I wonder out loud if the question ought to be asked. Snyder is a writer and the subject of Wytches doesn’t necessarily stretch into direct social commentary as with a forthcoming movie like The Interview for example. But Snyder’s happy to answer. It’s that same fearlessness again, that wanting to, needing to, cross into unfamiliar territory. That inexhaustible hope that the darkness will be changed, just by us standing in it.
“I’m totally comfortable talking about that,” Snyder begins. “My politics are totally… I’m a big leftist, I’m like a bleeding heart liberal. And I try and be pretty open, on like Twitter, about my politics. I think a lot of the time I think I shy away from things mostly because they’re… I don’t talk about it excessively on there, I guess because I feel as though I’m not the best informed person some of the times. I guess, I’m pretty well-informed though, now that I think about it. I feel like I say what I think.

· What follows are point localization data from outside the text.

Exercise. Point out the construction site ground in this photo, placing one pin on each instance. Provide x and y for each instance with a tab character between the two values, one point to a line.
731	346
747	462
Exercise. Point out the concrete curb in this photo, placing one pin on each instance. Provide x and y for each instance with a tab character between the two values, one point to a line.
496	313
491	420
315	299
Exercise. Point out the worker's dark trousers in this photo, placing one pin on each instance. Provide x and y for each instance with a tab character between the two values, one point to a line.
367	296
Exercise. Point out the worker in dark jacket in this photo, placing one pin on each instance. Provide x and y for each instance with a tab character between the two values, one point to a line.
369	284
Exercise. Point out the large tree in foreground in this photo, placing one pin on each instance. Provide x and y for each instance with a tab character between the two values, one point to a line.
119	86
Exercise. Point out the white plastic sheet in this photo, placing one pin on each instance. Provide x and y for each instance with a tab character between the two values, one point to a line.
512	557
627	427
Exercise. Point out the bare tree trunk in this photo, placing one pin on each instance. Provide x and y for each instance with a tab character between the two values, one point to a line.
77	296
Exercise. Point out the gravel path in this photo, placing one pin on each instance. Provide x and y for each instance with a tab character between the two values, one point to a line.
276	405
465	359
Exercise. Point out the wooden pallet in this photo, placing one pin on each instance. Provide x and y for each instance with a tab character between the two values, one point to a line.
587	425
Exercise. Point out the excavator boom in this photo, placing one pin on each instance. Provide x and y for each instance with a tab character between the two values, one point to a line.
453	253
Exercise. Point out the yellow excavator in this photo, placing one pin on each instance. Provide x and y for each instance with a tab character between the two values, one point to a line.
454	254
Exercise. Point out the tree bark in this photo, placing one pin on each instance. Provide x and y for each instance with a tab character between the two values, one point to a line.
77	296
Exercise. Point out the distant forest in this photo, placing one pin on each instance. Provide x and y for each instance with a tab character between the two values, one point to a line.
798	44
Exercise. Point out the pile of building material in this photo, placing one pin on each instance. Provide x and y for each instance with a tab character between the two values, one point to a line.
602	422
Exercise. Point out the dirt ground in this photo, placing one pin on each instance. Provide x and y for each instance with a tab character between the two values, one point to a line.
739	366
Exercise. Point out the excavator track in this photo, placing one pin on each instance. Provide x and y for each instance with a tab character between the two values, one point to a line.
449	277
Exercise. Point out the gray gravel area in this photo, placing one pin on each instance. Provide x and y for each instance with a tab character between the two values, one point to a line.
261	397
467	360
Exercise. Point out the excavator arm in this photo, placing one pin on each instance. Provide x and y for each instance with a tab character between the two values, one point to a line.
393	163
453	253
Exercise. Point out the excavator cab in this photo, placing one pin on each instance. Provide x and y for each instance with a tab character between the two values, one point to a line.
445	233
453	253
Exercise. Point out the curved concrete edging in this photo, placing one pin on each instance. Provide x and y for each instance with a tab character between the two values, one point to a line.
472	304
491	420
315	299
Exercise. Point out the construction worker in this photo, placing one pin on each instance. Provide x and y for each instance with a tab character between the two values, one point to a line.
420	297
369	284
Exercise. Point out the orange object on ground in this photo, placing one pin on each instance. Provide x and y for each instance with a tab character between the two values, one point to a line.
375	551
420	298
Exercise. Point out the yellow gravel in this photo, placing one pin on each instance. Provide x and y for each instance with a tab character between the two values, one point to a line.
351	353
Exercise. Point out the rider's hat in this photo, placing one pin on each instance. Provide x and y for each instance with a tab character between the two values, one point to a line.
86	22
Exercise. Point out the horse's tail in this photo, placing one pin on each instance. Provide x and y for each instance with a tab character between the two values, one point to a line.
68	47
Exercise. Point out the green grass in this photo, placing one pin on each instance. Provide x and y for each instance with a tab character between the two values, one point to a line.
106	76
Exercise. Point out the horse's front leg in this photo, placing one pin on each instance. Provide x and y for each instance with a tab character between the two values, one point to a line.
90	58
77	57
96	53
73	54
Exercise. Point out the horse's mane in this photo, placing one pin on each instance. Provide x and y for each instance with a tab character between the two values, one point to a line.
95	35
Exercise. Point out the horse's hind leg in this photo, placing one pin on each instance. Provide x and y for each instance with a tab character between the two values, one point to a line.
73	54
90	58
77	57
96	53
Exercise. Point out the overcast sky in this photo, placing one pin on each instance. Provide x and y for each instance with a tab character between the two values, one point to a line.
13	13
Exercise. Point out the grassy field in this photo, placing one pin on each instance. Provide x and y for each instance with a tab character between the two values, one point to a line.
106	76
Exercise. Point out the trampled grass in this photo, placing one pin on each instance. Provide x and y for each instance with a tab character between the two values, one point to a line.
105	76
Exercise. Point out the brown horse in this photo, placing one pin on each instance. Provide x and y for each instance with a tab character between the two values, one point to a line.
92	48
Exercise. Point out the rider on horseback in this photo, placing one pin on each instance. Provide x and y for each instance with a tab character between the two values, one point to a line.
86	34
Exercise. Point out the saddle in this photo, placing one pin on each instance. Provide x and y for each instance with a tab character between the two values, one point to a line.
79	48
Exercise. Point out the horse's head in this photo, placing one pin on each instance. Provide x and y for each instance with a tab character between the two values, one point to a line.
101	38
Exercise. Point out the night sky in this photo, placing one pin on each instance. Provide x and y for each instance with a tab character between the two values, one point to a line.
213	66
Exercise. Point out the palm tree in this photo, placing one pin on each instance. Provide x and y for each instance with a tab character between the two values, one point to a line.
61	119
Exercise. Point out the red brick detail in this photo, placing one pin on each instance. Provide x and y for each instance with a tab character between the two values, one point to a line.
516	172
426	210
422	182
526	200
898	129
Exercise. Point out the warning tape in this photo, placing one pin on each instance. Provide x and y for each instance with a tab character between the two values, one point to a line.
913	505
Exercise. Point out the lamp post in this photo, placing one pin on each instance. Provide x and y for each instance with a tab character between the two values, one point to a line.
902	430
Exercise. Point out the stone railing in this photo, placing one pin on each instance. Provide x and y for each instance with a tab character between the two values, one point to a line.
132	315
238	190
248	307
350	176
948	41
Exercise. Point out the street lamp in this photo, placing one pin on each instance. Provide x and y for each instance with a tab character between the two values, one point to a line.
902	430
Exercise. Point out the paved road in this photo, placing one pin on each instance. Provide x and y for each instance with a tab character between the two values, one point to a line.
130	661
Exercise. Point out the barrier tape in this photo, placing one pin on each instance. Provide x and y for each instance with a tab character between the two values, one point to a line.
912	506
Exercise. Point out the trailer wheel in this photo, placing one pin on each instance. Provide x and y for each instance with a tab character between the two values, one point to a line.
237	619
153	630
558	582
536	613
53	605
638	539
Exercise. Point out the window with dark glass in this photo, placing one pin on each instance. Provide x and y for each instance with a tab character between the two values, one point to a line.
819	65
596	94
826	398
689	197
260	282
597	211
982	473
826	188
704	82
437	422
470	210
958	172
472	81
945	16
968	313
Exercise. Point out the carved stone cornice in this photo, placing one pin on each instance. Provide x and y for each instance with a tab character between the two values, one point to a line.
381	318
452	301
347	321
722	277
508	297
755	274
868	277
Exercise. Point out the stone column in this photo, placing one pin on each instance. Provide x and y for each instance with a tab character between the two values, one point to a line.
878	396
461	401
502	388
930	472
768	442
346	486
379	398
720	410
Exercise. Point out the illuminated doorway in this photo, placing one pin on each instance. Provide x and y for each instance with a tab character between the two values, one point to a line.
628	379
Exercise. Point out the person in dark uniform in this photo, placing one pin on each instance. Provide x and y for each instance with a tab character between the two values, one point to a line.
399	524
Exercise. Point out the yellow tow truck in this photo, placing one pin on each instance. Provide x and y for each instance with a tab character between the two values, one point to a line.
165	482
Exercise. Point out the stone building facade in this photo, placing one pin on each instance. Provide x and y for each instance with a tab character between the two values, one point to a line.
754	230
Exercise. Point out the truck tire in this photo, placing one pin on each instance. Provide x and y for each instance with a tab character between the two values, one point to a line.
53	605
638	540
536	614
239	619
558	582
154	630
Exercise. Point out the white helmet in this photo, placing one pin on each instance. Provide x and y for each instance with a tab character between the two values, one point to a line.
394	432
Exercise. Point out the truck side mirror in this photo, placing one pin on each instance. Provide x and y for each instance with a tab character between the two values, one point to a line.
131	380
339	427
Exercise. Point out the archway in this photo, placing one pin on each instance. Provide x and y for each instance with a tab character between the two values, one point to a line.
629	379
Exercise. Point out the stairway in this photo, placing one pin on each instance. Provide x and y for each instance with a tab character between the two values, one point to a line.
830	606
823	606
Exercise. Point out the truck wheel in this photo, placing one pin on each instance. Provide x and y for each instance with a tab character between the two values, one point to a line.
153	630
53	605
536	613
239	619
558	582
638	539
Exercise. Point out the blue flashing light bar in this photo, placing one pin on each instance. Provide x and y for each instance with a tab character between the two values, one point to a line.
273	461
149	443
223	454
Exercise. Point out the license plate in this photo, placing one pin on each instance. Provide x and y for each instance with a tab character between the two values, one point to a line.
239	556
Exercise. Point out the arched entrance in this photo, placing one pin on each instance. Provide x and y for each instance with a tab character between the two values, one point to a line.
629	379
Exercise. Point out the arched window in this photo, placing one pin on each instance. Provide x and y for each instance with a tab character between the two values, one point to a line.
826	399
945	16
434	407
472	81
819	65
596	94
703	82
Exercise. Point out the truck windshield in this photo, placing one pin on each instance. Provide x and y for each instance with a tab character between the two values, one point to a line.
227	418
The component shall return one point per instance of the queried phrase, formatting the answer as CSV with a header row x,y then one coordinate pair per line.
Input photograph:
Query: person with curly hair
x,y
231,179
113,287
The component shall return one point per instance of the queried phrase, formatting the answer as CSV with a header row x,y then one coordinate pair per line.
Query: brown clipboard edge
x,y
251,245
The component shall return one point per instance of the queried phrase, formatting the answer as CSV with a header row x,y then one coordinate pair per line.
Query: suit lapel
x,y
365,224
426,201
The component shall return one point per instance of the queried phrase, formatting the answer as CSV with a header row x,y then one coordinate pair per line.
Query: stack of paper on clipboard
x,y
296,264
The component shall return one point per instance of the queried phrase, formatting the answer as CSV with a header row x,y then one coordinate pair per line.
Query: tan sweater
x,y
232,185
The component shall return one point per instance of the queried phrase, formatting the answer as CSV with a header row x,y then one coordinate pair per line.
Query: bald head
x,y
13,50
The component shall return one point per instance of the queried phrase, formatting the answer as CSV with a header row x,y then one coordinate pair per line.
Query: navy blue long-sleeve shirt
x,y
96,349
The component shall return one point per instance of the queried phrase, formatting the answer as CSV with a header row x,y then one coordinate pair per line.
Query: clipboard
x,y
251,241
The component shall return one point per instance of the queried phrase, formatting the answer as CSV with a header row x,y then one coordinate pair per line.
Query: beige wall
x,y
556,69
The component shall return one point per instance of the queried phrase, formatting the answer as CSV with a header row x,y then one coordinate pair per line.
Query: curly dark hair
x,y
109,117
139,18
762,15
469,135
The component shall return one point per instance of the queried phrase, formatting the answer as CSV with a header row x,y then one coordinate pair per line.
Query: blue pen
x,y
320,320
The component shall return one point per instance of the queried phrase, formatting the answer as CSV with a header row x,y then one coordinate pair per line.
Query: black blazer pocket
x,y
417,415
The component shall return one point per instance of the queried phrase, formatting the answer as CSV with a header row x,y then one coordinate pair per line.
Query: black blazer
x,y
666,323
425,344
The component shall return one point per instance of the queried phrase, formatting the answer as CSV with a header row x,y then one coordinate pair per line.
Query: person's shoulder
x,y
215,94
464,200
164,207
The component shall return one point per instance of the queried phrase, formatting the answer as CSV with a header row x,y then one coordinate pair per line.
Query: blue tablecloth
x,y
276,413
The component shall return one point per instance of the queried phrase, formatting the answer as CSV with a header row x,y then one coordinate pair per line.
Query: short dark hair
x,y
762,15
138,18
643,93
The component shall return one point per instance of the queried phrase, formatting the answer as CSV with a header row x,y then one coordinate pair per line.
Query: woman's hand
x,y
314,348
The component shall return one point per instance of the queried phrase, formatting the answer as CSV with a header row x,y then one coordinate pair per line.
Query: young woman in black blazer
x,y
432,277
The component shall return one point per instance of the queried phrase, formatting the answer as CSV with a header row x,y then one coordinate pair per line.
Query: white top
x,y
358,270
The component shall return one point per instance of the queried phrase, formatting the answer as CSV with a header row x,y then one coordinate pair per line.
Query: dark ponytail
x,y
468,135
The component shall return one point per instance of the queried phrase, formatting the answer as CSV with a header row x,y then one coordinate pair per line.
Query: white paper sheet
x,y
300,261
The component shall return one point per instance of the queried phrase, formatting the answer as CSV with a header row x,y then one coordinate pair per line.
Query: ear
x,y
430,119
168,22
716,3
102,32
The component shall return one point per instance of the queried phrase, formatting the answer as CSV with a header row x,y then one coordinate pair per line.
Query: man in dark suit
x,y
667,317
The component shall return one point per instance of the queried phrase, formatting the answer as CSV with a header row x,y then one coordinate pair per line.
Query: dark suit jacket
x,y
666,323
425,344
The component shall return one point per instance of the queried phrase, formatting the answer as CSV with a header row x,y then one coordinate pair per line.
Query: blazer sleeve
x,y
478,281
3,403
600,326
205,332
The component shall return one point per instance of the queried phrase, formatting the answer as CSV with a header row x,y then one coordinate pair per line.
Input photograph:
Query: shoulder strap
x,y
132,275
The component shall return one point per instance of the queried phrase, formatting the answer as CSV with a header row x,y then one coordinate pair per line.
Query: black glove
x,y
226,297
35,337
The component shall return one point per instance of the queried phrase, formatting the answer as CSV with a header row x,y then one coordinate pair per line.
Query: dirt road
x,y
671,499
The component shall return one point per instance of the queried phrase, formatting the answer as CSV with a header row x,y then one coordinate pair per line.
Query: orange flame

“But when it comes to that, I think the corollary for me is that when you see things like school shootings, as was clear from the backmatter of issue three, the book is deeply about human cruelty. The first arc is about the kind of deep, dark feelings you don’t want to admit you have, as a parent, because the main character is Charlie and Charlie and Sailor and Lucy are the main family unit. But in a larger way, the book is really about how these monsters are really a twisted reflection, like the funhouse reflections in a night arcade, of us. They’re the ugliness we don’t want to look at, at its core. And in that way they’re sort of a twisted reflection of us.
“So when you hear about something like a school shooting. That to me is a big part of what inspired the book. That terror that you feel at the human capacity for evil, the human capacity for cruelty. The wytches only exist because of that. So something like the Torture Report for me is a horrifying aspect of the secret things that we do, the dark things that we do, that we don’t want to talk about, that we don’t necessarily want out there. There’re things that embarrass, things we don’t want to confess that we’re capable of, it’s very much a part of the psychology of the book. The book is not a political book necessarily, it’s not something that I think has overt politics, but the scariness of the book to me is that these monsters are activated by our own capacity to act on the things we don’t want to admit we feel and think, but do feel and think.”